Five major forces are behind the current crisis, and they all trace back to human activity.

  • Land and sea use change: This is the single biggest driver. Converting forests, wetlands, and other natural habitats into farmland and cities destroys the ecosystems species depend on. Agricultural expansion remains the leading cause of deforestation worldwide.
  • Overexploitation: The unsustainable harvest of wild plants and animals for food, fuel, and income threatens roughly one million species globally and undermines the livelihoods of billions of people who depend on those resources.
  • Climate change: Greenhouse gas emissions have doubled since 1980, raising average global temperatures by at least 0.7°C. As many as one in six species could be threatened by climate-driven temperature increases alone.
  • Pollution: Chemical and waste pollution has especially devastating effects on freshwater and marine habitats, poisoning ecosystems from the inside.
  • Invasive species: Non-native species introduced by human activity have contributed to nearly 40% of all known animal extinctions since the 1600s.
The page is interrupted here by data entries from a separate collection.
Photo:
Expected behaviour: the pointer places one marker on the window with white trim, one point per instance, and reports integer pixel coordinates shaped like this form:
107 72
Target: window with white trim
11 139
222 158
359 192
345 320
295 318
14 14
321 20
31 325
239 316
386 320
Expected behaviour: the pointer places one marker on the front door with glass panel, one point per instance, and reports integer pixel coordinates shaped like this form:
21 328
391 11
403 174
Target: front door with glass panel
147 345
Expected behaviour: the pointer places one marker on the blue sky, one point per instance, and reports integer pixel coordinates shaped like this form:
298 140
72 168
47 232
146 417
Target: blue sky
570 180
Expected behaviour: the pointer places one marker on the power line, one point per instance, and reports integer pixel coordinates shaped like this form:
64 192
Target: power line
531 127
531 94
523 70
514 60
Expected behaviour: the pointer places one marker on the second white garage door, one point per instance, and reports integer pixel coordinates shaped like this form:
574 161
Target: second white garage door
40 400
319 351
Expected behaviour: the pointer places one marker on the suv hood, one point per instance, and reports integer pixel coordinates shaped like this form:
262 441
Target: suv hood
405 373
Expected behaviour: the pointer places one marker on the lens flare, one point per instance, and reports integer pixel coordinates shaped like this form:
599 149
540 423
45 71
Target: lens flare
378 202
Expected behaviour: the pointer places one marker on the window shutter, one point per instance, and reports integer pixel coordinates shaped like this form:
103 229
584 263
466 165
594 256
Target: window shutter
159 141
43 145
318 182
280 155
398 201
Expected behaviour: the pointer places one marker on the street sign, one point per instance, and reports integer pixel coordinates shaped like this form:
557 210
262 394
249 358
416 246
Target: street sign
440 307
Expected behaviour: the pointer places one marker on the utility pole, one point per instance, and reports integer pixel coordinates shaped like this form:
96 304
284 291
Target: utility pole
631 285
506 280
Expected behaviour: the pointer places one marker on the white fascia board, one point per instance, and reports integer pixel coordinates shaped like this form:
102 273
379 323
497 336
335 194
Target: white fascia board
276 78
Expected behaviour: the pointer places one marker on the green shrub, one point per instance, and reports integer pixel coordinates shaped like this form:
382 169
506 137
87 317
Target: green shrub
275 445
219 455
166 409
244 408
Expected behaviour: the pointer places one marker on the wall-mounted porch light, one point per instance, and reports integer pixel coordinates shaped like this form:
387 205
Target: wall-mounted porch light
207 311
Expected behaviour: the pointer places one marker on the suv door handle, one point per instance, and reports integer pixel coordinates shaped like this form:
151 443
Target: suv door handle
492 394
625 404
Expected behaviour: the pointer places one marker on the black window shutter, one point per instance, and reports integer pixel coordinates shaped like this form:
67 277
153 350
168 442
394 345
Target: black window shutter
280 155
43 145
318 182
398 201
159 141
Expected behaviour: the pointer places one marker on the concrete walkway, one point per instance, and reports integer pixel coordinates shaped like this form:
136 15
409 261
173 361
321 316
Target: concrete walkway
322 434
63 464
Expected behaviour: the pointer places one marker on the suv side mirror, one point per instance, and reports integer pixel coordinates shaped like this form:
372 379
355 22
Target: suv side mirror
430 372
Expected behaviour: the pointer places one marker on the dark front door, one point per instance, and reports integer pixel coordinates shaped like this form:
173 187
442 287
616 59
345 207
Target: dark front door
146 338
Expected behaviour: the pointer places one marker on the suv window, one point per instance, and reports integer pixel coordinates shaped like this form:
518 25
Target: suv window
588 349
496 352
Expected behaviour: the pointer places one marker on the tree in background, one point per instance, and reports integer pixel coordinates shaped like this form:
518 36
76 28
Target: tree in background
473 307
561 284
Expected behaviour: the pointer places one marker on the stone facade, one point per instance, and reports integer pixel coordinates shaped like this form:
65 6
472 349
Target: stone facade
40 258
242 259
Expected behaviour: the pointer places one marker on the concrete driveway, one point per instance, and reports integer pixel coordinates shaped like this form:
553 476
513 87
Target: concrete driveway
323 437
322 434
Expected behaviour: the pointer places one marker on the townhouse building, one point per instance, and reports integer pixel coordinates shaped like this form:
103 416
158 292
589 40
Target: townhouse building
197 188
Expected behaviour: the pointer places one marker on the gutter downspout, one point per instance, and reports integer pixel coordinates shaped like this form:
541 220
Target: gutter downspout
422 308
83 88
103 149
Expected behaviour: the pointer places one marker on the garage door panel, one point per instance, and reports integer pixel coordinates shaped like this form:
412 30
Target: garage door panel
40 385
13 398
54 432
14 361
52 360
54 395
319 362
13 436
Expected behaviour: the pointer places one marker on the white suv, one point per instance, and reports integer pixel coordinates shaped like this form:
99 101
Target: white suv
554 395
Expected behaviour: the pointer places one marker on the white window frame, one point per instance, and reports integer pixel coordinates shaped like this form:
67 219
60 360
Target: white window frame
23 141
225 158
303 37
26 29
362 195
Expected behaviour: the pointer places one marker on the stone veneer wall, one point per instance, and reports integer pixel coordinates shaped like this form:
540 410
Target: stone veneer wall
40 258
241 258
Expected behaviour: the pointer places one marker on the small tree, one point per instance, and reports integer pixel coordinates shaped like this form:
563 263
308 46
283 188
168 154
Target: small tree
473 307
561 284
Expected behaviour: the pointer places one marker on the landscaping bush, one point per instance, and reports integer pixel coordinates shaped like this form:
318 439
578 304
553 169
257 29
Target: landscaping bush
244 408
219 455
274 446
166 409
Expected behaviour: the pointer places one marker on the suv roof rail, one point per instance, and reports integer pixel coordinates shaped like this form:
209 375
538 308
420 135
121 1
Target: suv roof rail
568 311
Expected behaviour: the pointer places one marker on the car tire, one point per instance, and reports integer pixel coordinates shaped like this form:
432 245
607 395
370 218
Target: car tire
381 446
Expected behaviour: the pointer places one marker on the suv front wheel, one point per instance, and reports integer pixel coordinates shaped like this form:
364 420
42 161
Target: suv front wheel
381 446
These drivers don’t operate in isolation. A forest fragment surrounded by farmland becomes more vulnerable to invasive species, pollution runoff, and rising temperatures all at once. The compounding effect is what makes the current crisis so difficult to reverse with any single intervention.

How It Compares to Past Extinctions

The previous five mass extinctions unfolded over tens of thousands to millions of years. The current crisis is happening on a timescale of centuries, possibly decades, for certain groups. That speed is unusual even by mass extinction standards.

There’s another important distinction. Past extinctions were caused by physical processes, volcanic eruptions, ice ages, asteroid impacts, that organisms had no way to anticipate or prevent. The sixth extinction is caused by choices, which means it could theoretically be slowed or partially reversed through deliberate action. Initiatives like the “30 by 30” conservation target, which aims to protect 30% of land and coastal waters by 2030, represent one approach. California, for example, has already conserved about 22% of its coastal waters under this framework.

Whether the current crisis ultimately reaches the severity of events like the End Permian extinction depends largely on what happens in the next several decades. Predictions based solely on temperature trends are unreliable because the causes of today’s extinction, habitat destruction, pollution, overexploitation, differ fundamentally from the geological forces behind ancient events. The variables are more numerous and, at least in theory, more controllable.